この表は中間地を基準にしています。暖地は秋まきを1〜2週間遅らせ、寒冷地は春まきを1か月ほど遅らせて、夏どりに寄せると考えると当てはめやすくなります。
| 作型 | 播種 | 定植 | 収穫 |
|---|---|---|---|
| 春まき(結球) | 2月下旬〜3月中旬 | 3月下旬〜4月中旬 | 5月〜6月上旬 |
| 春まき(リーフ) | 3月〜4月 | 4月〜5月 | 5月〜6月 |
| 夏まき(結球) | 8月 | 8月下旬〜9月中旬 | 10月〜11月 |
| 秋まき(リーフ) | 9月〜10月 | 9月下旬〜10月 | 11月〜12月 |
1月から4月の作業
春作は寒さの残る時期にまいて、暑くなる前に採り終える競争です。1月と2月にやることは畑ではなく準備で、品種と資材をそろえた家ほど3月以降が楽になります。
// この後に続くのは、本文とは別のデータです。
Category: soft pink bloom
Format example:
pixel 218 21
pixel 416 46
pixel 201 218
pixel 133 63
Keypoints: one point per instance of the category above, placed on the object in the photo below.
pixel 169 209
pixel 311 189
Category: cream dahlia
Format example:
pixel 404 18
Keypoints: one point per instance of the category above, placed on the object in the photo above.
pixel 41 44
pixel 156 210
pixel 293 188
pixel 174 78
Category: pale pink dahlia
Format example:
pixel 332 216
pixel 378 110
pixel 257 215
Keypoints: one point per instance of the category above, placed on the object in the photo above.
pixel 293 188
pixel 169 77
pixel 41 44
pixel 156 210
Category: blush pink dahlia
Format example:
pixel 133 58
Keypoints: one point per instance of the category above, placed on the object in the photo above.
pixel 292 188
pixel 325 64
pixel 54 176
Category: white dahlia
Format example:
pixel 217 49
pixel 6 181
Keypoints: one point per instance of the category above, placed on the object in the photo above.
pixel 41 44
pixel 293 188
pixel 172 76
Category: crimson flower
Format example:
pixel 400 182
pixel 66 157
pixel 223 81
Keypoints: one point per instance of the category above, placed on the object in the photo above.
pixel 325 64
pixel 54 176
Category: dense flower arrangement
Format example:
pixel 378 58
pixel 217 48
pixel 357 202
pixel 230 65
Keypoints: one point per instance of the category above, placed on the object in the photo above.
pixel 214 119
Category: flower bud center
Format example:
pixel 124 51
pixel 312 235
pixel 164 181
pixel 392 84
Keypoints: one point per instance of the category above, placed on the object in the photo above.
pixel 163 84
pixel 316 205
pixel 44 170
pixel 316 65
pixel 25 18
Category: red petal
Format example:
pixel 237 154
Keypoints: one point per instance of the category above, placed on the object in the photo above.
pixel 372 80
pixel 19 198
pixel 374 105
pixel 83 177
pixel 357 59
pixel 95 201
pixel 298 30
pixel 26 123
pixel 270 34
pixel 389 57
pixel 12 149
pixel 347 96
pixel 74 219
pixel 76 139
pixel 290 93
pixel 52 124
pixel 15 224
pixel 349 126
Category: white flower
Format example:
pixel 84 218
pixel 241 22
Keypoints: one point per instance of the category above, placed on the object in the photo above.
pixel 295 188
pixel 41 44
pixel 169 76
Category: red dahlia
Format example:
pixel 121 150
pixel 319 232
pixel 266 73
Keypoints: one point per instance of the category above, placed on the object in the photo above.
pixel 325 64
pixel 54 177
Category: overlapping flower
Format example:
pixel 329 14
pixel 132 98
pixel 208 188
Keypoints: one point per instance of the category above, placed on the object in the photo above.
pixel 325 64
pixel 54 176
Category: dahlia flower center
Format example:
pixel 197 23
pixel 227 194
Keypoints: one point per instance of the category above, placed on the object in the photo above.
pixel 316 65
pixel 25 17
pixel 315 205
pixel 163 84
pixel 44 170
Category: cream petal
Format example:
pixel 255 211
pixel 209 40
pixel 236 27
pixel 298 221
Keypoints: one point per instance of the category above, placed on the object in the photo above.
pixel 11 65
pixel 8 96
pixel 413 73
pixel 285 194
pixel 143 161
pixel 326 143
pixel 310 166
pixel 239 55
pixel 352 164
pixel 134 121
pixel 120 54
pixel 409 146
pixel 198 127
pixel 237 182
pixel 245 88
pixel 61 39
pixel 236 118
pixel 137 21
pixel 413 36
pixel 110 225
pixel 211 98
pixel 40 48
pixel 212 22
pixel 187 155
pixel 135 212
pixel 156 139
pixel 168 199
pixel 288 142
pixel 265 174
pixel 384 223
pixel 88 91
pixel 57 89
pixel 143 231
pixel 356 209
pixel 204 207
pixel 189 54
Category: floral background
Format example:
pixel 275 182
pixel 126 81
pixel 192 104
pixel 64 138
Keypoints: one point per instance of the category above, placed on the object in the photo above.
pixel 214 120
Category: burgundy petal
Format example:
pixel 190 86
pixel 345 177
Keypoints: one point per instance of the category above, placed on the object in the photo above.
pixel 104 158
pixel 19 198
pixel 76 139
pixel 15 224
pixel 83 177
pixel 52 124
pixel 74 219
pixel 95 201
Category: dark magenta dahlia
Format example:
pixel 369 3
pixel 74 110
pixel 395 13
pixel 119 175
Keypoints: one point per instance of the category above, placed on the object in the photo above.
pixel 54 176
3月から4月は苗を作る月と外葉を育てる月です。ここで気温が足りず生育が止まると、5月の高温に間に合わずとう立ち(花茎が伸びて葉や根が硬くなること)に追いつかれます。保温を惜しまない時期です。
| 月 | 作業 | この月のポイント |
|---|---|---|
| 1月 | 畑の準備・品種選び | 春まき用の晩抽性品種を先に確保する |
| 2月 | 石灰と堆肥を入れる・下旬に播種 | 屋内か保温下でまき、地温15℃を確保 |
| 3月 | 播種・育苗・下旬から定植 | 遅霜に備え不織布のトンネルを用意 |
| 4月 | 定植・2週間後に追肥 | 外葉を大きくする月、水切れさせない |
春の播種は前倒しが効きます。1週間早めるだけで、5月後半のとう立ちに対する余裕が生まれます。
5月から8月の作業
5月は収穫、6月は撤収、7月と8月は次作の準備という並びになります。6月に入ってからも畝に置いておくと、株はとう立ちして苦くなり、アブラムシの温床にもなります。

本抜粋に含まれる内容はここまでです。